Well if I were in a relationship I thought it would be nice to have a _special date night_ where we would have some alone time. I'd plan to prepare a special meal at home & have some music playing in the background that we can slow dance to. Then a massage & you know the rest...:wink:


----------



## Serak (Jul 26, 2012)

We're still leading the count too.
My surprise is boundless.

Of course my preference is to an insightful conversation developing into sweet endearments and spontaneous spoken poetry. Nothing quite like it.


----------



## LexiFlame (Aug 9, 2012)

Serak said:


> We're still leading the count too.
> My surprise is boundless.


I'm pretty surprised as well! Apparently I'm a rare one of my type, that surprises me too.


----------



## Shinji Mimura (Aug 1, 2012)

I'm ENTP and I'd say one of my top 3 merits is being super romantic. It's either #2 or #1.


----------



## Kaylee (Jan 2, 2012)

I'm an ENTP, and though I'm not really connected with the whole feelings thing, I can be very romantic if I want to!


----------



## ThatName (Nov 9, 2011)

For me romance is spending time together with someone...watching a movie, at home...eating dinner, at home...riding a bicycle through a hiking trail...washing dishes...taking out trash...for me all these activities makes me love my SO even more...

also, I do not like hugs, unless you're my immediate family, an in-law I appreciate, or close friend...otherwise, the touchiness makes me look for the nearest exit


----------



## Spades (Aug 31, 2011)

I require a concrete definition of "Romantic" in order to proceed.


----------



## Toristar (Aug 20, 2012)

I'm an INxJ (relate to INTJ more) and I am surprisingly romantic. Sometimes friends who are not used to me being with a partner seem very confused because I am usually fairly composed and serious. I was single for a long time too, so it was kind of difficult to show it. However, I have a sentimental side that adores love poetry, hand holding, chivalrous acts, hugging and having intense, fanciful feelings. I would consider myself a sentimental dreamer more than an idealist, but I have no problem saying that love is very important to me in my life. Nevertheless, I think love for the sake of love/fantasy/a fairytale/wanting someone is silly. It needs to be sincere and authentic. :happy:


----------



## LexiFlame (Aug 9, 2012)

Spades said:


> I require a concrete definition of "Romantic" in order to proceed.


Well, that depends on you. What is romance in your mind? Is it all the "mushy" things like candlelit dinner and flower bouquets or the little things that show love subtly? The definition changes for each person, but in your mind, do you see yourself as a romantic person?


----------



## Missolitude (Sep 21, 2012)

Yes, I am. (INTJ)


----------



## Northcrest (Sep 21, 2012)

I feel like I could be a romantic if I was comfortable with her, but that situation has yet to occur.


----------



## blackpeppergeneral (Nov 7, 2011)

ENTP.
As far as cheesy lines and the commonly projected idea of romance goes, I'd think not.

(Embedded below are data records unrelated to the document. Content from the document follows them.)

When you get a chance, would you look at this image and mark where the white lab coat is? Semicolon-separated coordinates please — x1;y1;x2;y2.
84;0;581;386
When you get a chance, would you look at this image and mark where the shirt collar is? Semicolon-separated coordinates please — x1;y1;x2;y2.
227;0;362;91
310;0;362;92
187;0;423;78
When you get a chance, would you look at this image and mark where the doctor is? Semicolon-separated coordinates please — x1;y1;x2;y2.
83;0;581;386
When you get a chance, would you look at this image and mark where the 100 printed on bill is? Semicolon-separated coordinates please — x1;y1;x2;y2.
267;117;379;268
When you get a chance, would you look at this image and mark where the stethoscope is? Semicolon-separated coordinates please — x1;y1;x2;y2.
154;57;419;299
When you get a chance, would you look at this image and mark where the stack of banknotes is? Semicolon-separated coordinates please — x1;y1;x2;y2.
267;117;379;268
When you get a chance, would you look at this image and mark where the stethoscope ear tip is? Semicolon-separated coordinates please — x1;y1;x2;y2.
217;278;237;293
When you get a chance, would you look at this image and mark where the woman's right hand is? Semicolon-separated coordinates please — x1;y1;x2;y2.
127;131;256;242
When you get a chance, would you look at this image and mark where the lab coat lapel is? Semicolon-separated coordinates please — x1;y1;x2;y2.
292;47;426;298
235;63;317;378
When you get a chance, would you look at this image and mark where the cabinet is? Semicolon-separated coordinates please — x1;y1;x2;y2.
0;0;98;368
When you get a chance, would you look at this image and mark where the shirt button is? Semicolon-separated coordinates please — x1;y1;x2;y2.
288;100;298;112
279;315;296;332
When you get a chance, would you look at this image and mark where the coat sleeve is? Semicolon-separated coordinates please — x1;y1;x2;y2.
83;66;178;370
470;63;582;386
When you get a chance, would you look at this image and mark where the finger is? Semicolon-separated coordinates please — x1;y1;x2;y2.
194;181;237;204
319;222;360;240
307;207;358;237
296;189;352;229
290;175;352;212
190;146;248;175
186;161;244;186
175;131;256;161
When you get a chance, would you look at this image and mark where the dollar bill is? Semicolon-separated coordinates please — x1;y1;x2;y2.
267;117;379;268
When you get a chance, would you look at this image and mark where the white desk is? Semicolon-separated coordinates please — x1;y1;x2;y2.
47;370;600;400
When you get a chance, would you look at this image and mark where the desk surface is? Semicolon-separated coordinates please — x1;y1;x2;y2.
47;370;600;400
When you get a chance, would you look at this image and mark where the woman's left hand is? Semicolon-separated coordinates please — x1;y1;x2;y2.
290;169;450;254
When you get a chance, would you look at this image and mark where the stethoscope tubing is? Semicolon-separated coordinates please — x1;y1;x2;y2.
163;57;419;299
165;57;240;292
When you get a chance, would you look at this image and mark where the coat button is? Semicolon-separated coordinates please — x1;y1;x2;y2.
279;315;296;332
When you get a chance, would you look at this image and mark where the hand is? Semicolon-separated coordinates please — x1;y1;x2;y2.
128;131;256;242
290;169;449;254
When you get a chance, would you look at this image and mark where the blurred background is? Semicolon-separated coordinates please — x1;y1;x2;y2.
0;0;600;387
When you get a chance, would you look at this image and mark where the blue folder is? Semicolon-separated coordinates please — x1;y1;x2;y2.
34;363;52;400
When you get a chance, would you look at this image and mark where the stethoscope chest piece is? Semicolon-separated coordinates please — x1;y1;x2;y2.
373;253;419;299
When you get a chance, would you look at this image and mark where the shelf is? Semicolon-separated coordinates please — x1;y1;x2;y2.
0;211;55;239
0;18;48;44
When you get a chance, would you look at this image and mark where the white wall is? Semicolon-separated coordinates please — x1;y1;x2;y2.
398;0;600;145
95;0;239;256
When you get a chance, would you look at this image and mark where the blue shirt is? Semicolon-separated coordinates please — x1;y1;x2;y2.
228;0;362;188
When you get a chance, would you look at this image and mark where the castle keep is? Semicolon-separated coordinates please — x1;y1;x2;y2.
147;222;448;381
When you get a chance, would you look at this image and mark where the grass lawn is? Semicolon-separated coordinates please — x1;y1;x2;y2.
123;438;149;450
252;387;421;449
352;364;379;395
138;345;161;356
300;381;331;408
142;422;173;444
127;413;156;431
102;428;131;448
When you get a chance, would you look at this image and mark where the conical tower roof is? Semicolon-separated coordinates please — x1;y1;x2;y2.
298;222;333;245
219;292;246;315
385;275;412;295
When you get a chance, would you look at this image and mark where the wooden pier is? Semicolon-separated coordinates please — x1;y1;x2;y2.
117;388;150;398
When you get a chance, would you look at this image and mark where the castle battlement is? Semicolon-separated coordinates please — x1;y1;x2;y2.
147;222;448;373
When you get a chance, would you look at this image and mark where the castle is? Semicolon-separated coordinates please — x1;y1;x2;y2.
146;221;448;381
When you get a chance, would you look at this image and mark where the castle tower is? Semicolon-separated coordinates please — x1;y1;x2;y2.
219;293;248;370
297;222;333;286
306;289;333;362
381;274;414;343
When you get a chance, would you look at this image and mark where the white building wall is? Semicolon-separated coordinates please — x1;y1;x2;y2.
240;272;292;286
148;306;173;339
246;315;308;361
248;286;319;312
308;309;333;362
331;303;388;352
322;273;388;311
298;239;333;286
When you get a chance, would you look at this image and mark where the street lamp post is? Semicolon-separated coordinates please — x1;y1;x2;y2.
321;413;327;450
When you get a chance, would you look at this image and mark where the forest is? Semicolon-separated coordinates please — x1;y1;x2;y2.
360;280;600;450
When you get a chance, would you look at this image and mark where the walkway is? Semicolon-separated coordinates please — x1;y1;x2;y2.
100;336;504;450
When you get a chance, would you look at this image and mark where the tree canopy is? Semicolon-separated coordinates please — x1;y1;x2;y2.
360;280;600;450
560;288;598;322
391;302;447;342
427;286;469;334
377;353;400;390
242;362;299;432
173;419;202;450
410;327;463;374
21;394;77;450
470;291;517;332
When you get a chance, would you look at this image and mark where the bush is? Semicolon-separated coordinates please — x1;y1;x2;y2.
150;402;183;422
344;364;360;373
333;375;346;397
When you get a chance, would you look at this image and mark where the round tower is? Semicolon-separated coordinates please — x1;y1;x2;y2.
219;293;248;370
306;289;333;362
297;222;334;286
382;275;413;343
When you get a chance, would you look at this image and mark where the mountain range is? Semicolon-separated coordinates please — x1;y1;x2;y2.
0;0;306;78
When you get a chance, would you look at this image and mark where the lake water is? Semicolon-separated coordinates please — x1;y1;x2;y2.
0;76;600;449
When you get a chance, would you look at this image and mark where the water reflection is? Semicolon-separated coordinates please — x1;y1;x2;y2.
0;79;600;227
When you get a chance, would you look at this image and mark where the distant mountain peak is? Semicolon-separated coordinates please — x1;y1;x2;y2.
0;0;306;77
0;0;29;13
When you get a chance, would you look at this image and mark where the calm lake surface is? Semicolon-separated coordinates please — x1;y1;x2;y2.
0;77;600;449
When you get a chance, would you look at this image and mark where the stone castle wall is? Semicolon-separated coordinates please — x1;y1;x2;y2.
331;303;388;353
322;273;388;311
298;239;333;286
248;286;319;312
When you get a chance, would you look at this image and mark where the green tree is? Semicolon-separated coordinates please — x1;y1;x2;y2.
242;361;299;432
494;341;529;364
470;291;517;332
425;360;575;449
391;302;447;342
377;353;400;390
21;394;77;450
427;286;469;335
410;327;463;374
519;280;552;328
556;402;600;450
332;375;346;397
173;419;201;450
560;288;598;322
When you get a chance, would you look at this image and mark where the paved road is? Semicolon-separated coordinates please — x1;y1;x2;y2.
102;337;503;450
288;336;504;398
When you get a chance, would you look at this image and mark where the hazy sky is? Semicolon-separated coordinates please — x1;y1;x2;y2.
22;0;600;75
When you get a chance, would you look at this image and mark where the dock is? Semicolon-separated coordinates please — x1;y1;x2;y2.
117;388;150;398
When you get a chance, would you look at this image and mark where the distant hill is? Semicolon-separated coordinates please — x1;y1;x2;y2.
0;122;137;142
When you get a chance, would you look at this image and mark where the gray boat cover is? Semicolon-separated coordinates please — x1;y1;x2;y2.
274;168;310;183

I do take fun, however, in coming up with smart and different approaches to affection - Puzzles.

This may also be due to my challenge with feelings as well as saying lines which feel insincere.
I choose best to display what I can and be direct with my words.


----------



## RainyAutumnTwilight (Sep 28, 2012)

I am an INFJ, but I'm not really romantic. I don't like romantic plot lines in television shows or cheesy romantic chick flicks. I don't read romance novels.


----------